Flynn enters ProRodeo Hall with his idol

July 17, 2010
photo - Bull rider Denny Flynn was inducted into the Pro Rodeo Hall of Fame on Saturday. Photo by BRYAN OLLER, THE GAZETTE
Bull rider Denny Flynn was inducted into the Pro Rodeo Hall of Fame on Saturday. Photo by BRYAN OLLER, THE GAZETTE 

Growing up, Denny Flynn idolized Paul Mayo to the point where he accidently hurt his brother, Mike.

No injuries were reported Saturday as Denny entered the ProRodeo Hall of Fame with Mayo as two of five inductees into the Class of 2010. Joining them were 1974 world saddle bronc champion John McBeth, bullfighter Rex Dunn and stock contractor Bennie Beutler.

“I never thought I would ever be here never winning a world title,” said Denny, who was inducted into the notables/lifetime achievement category.

Sporting a black cowboy hat, blue jeans and a red plaid buttoned-down shirt underneath his black jacket, Denny Flynn said when he was about 14 years old, he and his brother read Pro Rodeo Sports News magazine for the first time and became instantly hooked.

They started a subscription and fought to determine who would earn the privilege of retrieving the magazine from the mailbox — or dibs. One day, Denny saw the mailman stroll down the Arkansas dirt road and discreetly walked to the front door. When he thought he was in the clear, he said he hollered “mailman” and took off.

Denny, however, hit the screen door and as he ricocheted off the porch, Mike tackled him.
“Of course, I was mad,” Denny said. “Mike was headed towards the mailbox and I had my hand on a rock. I picked up that rock and I threw it and I hit Mike in the back of the head.”

Denny easily got the magazine and sat on his porch reading while Mike returned with blood on his hands. After their mother tended to Mike’s injury, she asked Denny for an explanation.

“She had her hands on her hips and said, ‘Do you mind telling me what just happened?’ I said, ‘Yeah.
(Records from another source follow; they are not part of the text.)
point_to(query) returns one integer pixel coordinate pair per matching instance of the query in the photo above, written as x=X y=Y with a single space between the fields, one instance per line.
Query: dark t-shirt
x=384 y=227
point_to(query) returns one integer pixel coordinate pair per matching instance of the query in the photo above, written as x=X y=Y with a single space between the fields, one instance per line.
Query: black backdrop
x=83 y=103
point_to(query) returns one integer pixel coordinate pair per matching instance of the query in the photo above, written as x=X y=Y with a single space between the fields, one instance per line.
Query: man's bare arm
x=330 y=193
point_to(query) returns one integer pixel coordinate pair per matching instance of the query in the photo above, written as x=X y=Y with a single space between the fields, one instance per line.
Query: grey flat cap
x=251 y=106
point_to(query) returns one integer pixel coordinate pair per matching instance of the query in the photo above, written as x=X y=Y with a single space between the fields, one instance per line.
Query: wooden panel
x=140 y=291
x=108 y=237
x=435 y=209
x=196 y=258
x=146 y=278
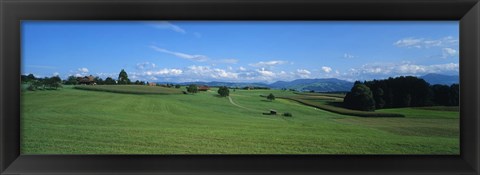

Paul Mayo just went ahead of Clyde Vamvoras in bareback riding,’” said Denny as the crowd bursted with laughter.

McBeth told a similar story in his induction speech, albeit without injuries.

When McBeth was about 9, his father, Harold, gave him $1 for lunch and a list of events he wanted his son to compete in.

“I don’t think he read that show bill too well because the last event was an 18-and-under steer riding. Entry fee: $1,” McBeth said. “I didn’t get to eat lunch that day.”

As Dunn said, rodeo is about memories, which he’s had his fair share.

“I’ve forgotten more memories than most people will ever have in their lifetime,” Dunn said.

But for one morning, the memories came flooding back.